MOSCOW: Russia would regard the deployment of any foreign military forces or infrastructure in Ukraine as foreign intervention and treat those forces as legitimate ​targets, the Foreign Ministry said on Monday, citing Minister Sergei Lavrov.
The ministry’s comment, one of many it said were in response to questions put to Lavrov, also praised US President Donald Trump’s efforts at working for a resolution of the war and said he understood the fundamental reasons behind the conflict.
“The deployment of ‌military units, facilities, ‌warehouses, and other infrastructure of ‌Western ⁠countries ​in Ukraine ‌is unacceptable to us and will be regarded as foreign intervention posing a direct threat to Russia’s security,” the ministry said on its website.
It said Western countries — which have discussed a possible deployment to Ukraine to help secure any peace deal — had to understand “that all foreign military contingents, including German ⁠ones, if deployed in Ukraine, will become legitimate targets for the Russian ‌Armed Forces.”
The United States has spearheaded ‍efforts to hold talks aimed ‍at ending the conflict in Ukraine and a second three-sided ‍meeting with Russian and Ukrainian representatives is to take place this week in the United Arab Emirates.

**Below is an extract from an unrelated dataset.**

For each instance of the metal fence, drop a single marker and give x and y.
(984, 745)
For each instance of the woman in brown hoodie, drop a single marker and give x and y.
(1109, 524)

The issue of ceding internationally recognized Ukrainian territory to Russia remains a major stumbling block. ​Kyiv rejects Russian calls for it to give up all of its Donbas region, including territory Moscow’s ⁠forces have not captured.
Moscow has repeatedly said it will not tolerate the presence in Ukraine of troops from Western countries.
The ministry said Moscow valued the “purposeful efforts” of the Trump administration in working toward a resolution and understanding Russia’s long-running concerns about NATO’s eastward expansion and its overtures to Ukraine.
It described Trump as “one of the few Western politicians who not only immediately refused to advance meaningless and destructive preconditions for starting a substantive dialogue with Moscow on the ‌Ukrainian crisis, but also publicly spoke about its root causes.”